Among the art directors and art buyers I interviewed, all of them liked e-mail promos “just fine.” Hmm, just fine. I pressed the issue further. If you're shooting for an agency, you're more than likely shooting some sort of print campaign. Art buyers and art directors like to see how your work translates to printed media. Also, when art buyers are searching through their promo files for a photographer, it's actually easier and far more efficient to go through stacks of printed promos than it is to open up e-mail after e-mail looking at images on screen. Tangibility and printed appearance are important to these people, so help them “get you.” Don't abandon e-mail promos; just don't use them exclusively.
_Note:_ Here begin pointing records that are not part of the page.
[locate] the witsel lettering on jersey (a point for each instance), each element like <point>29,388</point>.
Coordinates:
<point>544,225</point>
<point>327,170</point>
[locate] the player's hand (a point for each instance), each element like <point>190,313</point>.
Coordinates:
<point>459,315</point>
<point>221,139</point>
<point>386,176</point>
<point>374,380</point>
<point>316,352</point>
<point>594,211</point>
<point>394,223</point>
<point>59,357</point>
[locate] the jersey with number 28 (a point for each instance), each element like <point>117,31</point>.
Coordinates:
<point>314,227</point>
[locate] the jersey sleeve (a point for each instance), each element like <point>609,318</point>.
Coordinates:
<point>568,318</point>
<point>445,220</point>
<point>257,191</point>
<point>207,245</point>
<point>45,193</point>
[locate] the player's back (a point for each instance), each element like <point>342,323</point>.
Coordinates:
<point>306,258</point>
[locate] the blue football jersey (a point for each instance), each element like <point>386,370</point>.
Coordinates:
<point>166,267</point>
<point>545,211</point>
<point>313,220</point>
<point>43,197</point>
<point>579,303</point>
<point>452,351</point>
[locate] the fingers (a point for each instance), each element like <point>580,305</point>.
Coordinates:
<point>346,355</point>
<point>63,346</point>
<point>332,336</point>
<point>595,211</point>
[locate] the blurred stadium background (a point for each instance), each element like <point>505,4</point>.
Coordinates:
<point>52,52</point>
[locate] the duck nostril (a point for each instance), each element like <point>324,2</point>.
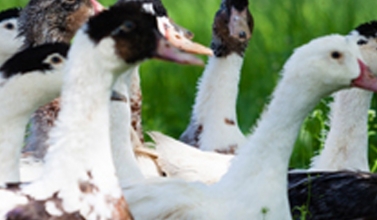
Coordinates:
<point>242,35</point>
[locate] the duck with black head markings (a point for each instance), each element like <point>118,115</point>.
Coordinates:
<point>23,89</point>
<point>176,35</point>
<point>9,42</point>
<point>44,21</point>
<point>253,187</point>
<point>79,180</point>
<point>129,85</point>
<point>213,125</point>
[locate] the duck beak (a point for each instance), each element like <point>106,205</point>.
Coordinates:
<point>238,25</point>
<point>180,37</point>
<point>366,79</point>
<point>166,51</point>
<point>97,6</point>
<point>117,96</point>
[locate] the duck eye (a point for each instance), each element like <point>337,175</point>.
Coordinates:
<point>70,2</point>
<point>56,60</point>
<point>128,26</point>
<point>361,42</point>
<point>9,26</point>
<point>336,55</point>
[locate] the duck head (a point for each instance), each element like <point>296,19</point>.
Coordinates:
<point>9,43</point>
<point>136,35</point>
<point>33,77</point>
<point>54,20</point>
<point>232,28</point>
<point>329,63</point>
<point>365,35</point>
<point>175,34</point>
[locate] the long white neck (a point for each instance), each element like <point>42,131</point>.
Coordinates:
<point>80,150</point>
<point>260,169</point>
<point>123,154</point>
<point>346,145</point>
<point>20,96</point>
<point>215,105</point>
<point>11,140</point>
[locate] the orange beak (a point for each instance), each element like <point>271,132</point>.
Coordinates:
<point>180,38</point>
<point>366,79</point>
<point>97,6</point>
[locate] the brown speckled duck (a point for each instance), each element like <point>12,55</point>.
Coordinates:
<point>44,21</point>
<point>79,180</point>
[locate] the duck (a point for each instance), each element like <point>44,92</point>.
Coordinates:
<point>44,119</point>
<point>9,42</point>
<point>315,70</point>
<point>23,89</point>
<point>322,195</point>
<point>178,36</point>
<point>346,144</point>
<point>76,184</point>
<point>43,21</point>
<point>213,125</point>
<point>143,162</point>
<point>192,167</point>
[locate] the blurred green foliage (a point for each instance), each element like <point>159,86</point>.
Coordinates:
<point>280,26</point>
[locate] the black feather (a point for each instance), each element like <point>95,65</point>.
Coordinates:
<point>9,13</point>
<point>132,44</point>
<point>158,7</point>
<point>31,59</point>
<point>342,195</point>
<point>240,5</point>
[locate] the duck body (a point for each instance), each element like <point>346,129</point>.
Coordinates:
<point>44,21</point>
<point>346,145</point>
<point>333,195</point>
<point>251,171</point>
<point>24,88</point>
<point>79,178</point>
<point>213,125</point>
<point>9,42</point>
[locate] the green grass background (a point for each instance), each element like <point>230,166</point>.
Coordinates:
<point>280,26</point>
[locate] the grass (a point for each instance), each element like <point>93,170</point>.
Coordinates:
<point>280,26</point>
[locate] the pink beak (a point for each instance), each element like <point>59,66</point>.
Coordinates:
<point>97,6</point>
<point>366,79</point>
<point>166,51</point>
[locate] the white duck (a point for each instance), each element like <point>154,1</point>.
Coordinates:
<point>24,88</point>
<point>213,125</point>
<point>255,187</point>
<point>346,145</point>
<point>353,102</point>
<point>9,42</point>
<point>129,86</point>
<point>178,36</point>
<point>79,180</point>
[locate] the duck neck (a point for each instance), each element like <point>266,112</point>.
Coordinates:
<point>265,157</point>
<point>346,145</point>
<point>80,150</point>
<point>215,103</point>
<point>12,132</point>
<point>123,154</point>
According to my group of interviewees, e-mail promos are fantastic when someone is intrigued by your work and they have the time to check your Website. But all the art directors have said that when their e-mail folders are getting full, those e-mail promos are the first to go. Lastly, if an art buyer is a fan of your work and he or she leaves an agency, that computer is left behind. They'll take their promo files with them, however.
This is for the young shooters assisting photographers out there. If you're on a set and you find yourself interacting with the art director and they hand you a business card, don't hesitate—send them something. Send them a printed anything with a note saying how you met. Art directors love meeting up-and-coming talent. And don't worry that you're stepping on your boss' toes. If you're assisting someone, you probably won't be competition for them anytime soon.
But if a small, low-budget, low-maintenance job comes across the art director's desk, there's a strong possibility you'll get the job. This is especially true if the art director had a good experience with your boss. Trust me. The sooner you can get into learning how to deal with agencies, the better.
Leave A Message After The Tone
The next big topic is phone calls. How often do art buyers or art directors return phone messages of photographers following up their promos by phone? “Almost never.” How do you feel about ambitious and tenacious photographers leaving lots of messages trying to get your attention? “Annoying.” All my interviewees were in complete, almost verbatim consensus on this. There's a message here.
Calling and checking in won't produce a job for you. If a job comes in that you're right for and the creative team has a promo on file, you'll get called. All agreed that e-mail follow-ups are great and manageable. The only exception to this is if you happen to get an art director on the phone and they have very little going on; you might get a meeting, at which point you'll receive some feedback about your book, and that's always a good thing. But if you're leaving messages and no one is calling you back, don't even remotely take it personally. These people are insanely busy. Sometimes it's difficult, because as photographers looking for work, we have lots of free time to dwell on the fact that the phone isn't ringing.